Interview Von Julian Ignatowitsch

Die Judohalle steht nur ein paar Häuser weiter in derselben Straße, und das ist kein Zufall: Judo bestimmt ihr Leben. Die Zwillingsschwestern Amelie und Theresa Stoll, 22, vom TSV Großhadern sind gerade umgezogen, ihre Wohnung ist fast fertig eingerichtet. Zur Begrüßung gibt es Kaffee in Amelies Zimmer. "Sie ist ordentlicher", sagt die 20 Minuten jüngere Theresa, die es 2017 in die Judo-Weltspitze geschafft hat mit einem Sieg beim Grand Prix in Düsseldorf - als jüngste Deutsche der Geschichte - und EM-Silber.
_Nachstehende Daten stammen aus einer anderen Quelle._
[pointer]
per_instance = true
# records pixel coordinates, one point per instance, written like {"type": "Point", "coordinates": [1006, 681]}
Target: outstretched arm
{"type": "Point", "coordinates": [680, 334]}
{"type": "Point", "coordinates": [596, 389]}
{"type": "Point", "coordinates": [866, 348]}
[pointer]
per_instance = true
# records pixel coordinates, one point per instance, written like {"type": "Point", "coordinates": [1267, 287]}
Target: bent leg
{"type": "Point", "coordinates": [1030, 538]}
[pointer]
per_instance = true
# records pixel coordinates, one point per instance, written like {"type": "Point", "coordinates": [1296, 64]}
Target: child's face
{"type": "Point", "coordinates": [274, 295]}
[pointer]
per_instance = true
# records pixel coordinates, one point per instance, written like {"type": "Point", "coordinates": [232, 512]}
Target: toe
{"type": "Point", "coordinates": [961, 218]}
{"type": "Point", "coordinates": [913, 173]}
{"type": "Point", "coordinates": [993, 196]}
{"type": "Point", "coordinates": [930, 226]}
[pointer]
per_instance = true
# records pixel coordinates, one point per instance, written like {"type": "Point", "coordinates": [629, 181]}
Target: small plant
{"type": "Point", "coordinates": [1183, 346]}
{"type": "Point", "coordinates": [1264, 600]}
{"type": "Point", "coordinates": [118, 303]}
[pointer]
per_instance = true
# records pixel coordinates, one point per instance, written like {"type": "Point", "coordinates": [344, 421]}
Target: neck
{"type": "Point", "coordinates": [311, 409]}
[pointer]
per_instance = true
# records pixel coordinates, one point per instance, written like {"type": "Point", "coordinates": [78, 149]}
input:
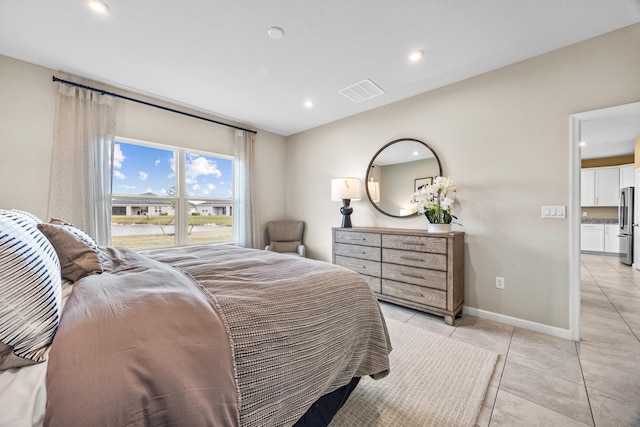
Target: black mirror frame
{"type": "Point", "coordinates": [374, 158]}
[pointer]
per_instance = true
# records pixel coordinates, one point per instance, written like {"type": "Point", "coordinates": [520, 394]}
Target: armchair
{"type": "Point", "coordinates": [285, 237]}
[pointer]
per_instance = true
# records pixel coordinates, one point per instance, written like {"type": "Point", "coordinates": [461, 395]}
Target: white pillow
{"type": "Point", "coordinates": [30, 291]}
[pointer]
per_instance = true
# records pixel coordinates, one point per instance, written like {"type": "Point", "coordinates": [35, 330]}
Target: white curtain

Amelie wartet noch auf den Durchbruch, aber auch sie hatte ein gutes Jahr: Sie wurde Europameisterin der U23 und schaffte es in Den Haag erstmals bei einem Grand Prix aufs Podest - zusammen mit ihrer Schwester. Am kommenden Wochenende finden in Stuttgart die deutschen Einzel-Meisterschaften statt. Vorher sitzen beide noch entspannt nebeneinander auf dem Sofa und essen Schoko-Krapfen.

SZ: Die erste eigene Wohnung: Rufen die Eltern noch täglich an?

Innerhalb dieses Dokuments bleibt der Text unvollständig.